Mount Pleasant trifft im CONCACAF Champions Cup auf das Team aus Kalifornien.
Sieben Spieler des Kaders sind haitianische Staatsbürger. Der Vorfall erneuerte die anhaltenden Bedenken rund um die Visavergabe im Vorfeld der Fußball-WM im Sommer. WM-Teilnehmer Haiti zählt zu den 18 Ländern, deren Staatsbürger einem generellen Einreiseverbot in die USA unterliegen.
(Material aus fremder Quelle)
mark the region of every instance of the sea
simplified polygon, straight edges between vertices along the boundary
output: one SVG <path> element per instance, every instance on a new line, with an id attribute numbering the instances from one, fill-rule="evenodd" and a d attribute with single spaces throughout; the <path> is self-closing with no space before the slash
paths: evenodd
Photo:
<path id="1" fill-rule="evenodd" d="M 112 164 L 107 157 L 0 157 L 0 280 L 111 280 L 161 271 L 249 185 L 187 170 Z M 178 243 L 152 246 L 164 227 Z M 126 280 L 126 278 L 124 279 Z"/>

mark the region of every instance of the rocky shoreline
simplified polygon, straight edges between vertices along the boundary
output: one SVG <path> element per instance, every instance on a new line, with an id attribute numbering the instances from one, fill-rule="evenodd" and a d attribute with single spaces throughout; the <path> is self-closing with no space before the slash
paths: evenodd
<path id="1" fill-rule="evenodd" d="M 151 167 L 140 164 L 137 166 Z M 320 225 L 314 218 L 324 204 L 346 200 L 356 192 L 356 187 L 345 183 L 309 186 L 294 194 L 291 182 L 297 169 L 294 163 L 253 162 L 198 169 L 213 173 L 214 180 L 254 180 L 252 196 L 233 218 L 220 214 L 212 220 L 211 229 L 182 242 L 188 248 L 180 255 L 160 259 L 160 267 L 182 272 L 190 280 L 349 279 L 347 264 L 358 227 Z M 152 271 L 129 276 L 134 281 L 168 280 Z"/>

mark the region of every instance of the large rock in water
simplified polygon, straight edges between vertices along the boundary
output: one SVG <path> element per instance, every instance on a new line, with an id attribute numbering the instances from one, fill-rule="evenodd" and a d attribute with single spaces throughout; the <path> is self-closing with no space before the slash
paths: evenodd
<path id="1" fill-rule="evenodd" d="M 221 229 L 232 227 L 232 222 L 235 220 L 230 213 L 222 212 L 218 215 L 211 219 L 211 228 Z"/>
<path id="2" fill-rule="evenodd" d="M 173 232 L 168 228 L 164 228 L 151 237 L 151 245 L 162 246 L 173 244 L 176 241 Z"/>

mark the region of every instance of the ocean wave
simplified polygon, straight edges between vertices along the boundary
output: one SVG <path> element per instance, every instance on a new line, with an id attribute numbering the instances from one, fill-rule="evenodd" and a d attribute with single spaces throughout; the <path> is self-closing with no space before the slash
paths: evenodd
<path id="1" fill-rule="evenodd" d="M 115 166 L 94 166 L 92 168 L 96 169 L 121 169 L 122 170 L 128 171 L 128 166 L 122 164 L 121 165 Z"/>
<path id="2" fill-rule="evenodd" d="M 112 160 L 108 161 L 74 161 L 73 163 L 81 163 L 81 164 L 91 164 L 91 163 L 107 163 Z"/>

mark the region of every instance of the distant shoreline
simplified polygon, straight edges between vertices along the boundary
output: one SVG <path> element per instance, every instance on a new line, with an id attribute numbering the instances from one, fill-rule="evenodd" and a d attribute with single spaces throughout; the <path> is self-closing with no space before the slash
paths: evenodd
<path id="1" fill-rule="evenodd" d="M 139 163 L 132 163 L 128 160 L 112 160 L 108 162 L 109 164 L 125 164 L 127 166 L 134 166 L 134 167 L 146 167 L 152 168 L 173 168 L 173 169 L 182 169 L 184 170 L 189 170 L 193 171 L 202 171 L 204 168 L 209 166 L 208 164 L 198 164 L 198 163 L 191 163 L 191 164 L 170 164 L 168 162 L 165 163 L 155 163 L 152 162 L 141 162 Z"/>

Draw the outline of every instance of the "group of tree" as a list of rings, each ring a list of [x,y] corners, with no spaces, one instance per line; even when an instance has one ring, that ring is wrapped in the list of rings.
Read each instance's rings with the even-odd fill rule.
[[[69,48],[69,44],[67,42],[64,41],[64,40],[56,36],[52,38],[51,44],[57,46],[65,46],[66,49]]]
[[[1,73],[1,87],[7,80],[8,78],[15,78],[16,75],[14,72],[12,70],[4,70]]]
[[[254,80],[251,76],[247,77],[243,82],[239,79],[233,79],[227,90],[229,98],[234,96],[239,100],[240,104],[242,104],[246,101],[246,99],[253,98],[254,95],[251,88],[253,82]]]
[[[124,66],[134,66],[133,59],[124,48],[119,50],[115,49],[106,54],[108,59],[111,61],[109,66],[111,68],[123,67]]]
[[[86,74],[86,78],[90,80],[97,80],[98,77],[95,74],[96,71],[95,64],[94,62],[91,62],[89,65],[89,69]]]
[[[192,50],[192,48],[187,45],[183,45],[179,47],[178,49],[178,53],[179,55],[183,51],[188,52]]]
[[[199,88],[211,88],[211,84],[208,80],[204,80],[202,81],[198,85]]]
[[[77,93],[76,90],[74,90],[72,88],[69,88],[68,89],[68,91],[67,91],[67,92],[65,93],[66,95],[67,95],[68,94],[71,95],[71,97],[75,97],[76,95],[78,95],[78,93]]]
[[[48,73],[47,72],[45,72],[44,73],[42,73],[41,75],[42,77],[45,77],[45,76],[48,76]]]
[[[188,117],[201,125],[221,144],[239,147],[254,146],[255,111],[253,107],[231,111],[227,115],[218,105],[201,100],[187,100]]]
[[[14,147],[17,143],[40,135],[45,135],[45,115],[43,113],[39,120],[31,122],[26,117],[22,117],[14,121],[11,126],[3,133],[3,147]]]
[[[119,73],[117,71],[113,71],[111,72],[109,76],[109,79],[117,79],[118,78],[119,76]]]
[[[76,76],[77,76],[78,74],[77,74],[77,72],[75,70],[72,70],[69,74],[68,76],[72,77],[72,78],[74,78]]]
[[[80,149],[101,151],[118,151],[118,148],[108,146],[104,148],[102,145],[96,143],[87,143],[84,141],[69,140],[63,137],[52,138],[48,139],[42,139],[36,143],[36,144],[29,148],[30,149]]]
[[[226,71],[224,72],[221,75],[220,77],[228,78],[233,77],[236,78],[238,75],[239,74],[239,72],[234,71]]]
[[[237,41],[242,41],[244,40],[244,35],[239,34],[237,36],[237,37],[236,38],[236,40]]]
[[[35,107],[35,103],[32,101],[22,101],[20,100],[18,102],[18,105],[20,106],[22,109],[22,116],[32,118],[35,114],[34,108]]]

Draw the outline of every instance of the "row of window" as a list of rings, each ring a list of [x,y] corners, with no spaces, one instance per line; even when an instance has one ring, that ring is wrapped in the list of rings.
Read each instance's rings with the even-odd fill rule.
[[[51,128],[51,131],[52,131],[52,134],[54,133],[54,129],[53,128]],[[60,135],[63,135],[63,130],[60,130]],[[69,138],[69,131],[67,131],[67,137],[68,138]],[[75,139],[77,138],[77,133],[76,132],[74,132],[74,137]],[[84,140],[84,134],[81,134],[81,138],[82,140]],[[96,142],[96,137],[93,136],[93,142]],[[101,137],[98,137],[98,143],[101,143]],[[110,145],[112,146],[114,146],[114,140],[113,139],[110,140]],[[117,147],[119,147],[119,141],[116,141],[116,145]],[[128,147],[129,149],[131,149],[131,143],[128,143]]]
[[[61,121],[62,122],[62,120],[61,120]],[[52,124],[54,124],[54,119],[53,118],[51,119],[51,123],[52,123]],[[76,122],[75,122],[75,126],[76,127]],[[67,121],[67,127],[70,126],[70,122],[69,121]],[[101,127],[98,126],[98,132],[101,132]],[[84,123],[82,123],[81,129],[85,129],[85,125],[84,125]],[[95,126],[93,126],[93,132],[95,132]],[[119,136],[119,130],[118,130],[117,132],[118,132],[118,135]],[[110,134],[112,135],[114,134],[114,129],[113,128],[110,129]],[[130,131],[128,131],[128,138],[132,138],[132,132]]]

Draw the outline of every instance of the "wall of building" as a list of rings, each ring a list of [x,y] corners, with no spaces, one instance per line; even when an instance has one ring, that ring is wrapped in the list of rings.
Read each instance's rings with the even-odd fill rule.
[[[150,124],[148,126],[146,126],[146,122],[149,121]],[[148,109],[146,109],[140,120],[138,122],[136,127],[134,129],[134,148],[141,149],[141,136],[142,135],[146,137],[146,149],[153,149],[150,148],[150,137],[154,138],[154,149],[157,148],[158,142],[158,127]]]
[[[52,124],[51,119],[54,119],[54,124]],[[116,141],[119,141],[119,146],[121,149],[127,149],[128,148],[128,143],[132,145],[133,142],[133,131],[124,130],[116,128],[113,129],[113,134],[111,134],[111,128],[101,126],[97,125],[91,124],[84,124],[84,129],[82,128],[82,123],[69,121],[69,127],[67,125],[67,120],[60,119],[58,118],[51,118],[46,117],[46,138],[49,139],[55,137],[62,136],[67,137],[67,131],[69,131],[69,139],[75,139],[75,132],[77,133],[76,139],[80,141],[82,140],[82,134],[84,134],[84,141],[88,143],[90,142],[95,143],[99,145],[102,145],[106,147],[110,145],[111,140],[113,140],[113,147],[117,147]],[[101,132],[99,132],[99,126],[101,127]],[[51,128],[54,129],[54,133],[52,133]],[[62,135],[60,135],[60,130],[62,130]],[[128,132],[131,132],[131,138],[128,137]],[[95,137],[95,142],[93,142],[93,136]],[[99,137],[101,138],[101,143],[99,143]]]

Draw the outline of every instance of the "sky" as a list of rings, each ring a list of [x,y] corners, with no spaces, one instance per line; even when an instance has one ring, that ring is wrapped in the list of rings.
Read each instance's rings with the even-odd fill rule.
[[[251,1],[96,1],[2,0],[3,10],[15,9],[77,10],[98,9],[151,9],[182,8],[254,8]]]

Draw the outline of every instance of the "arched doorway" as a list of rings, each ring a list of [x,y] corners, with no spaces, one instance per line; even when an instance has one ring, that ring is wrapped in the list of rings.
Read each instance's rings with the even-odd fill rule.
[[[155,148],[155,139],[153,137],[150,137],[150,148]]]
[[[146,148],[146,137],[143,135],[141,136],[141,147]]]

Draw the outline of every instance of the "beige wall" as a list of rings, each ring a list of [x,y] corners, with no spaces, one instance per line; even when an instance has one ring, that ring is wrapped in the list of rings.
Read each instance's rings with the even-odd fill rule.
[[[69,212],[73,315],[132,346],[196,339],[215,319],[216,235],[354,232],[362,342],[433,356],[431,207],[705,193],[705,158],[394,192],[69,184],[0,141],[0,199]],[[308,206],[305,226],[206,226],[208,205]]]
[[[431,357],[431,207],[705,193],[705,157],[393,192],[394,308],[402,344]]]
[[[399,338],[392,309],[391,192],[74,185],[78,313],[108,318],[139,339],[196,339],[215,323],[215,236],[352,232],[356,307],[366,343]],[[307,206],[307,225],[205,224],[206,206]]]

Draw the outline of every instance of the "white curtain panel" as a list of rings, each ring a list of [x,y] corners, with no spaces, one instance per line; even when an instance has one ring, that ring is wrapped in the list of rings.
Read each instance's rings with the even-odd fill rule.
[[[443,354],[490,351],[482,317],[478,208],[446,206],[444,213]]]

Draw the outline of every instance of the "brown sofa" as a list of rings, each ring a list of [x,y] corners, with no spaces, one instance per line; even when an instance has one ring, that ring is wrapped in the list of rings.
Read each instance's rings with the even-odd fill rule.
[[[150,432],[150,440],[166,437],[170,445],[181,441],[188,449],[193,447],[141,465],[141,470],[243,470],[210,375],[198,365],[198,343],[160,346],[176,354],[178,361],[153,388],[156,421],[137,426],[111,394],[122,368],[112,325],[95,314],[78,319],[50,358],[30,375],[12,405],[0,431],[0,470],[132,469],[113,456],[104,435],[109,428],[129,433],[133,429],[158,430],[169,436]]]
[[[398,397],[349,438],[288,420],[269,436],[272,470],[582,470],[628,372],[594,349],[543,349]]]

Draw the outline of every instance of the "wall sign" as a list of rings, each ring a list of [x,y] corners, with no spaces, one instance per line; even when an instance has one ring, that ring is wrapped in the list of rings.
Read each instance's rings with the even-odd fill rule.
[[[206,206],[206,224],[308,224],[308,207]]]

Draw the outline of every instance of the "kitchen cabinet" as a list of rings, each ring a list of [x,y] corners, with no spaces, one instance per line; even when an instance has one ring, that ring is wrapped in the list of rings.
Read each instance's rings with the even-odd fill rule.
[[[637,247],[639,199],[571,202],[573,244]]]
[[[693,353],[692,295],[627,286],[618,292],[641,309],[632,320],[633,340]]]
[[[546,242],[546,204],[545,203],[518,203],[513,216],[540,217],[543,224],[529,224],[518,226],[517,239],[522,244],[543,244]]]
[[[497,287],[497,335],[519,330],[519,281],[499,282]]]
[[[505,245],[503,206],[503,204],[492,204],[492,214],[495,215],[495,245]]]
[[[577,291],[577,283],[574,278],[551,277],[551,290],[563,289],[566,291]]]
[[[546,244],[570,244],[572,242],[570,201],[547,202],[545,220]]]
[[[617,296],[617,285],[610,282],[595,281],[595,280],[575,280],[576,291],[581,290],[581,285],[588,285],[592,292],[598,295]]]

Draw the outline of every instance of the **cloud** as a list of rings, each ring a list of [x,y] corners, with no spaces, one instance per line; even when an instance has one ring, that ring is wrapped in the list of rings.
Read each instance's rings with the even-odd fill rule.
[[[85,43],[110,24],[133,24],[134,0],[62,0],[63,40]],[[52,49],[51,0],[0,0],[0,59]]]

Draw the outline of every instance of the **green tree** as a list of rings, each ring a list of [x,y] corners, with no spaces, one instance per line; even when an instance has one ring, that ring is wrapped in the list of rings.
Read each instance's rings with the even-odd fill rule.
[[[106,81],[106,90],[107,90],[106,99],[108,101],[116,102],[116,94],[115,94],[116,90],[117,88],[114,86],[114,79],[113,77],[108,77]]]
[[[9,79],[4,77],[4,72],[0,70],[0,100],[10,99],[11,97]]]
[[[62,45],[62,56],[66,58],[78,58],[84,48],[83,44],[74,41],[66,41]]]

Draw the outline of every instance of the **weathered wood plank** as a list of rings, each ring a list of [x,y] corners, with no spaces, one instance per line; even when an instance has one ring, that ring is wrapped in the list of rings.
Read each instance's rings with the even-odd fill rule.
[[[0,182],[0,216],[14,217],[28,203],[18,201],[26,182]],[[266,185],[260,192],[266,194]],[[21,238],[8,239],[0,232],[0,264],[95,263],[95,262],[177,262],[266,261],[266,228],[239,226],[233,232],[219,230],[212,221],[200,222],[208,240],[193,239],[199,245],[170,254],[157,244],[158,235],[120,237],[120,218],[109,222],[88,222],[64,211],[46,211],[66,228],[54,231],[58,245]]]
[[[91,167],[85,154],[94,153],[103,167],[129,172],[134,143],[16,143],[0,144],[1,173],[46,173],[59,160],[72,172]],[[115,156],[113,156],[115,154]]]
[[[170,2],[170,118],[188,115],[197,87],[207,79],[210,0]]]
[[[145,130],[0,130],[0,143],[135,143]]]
Zwar sind WM-Teilnehmer offiziell ausgenommen, die Regeln für den Champions Cup waren aber bislang unklar.
Mount Pleasants Sportdirektor Paul Christie kritisierte das Vorgehen scharf. "Wir wollen beim Spiel nicht einfach nur dabei sein, wir wollen um den Sieg kämpfen. Aber wir bekommen nicht die Möglichkeit, unsere beste Elf aufzubieten", sagte er der Zeitung "Jamaica Observer".
Medienberichten zufolge bemühte sich der Kontinentalverband CONCACAF um eine Lösung – offenbar vergebens. Trainer Theodore Whitmore muss somit eine improvisierte Mannschaft aufbieten, die mehrere Spieler aus Jamaikas U20-Nationalteam umfasst.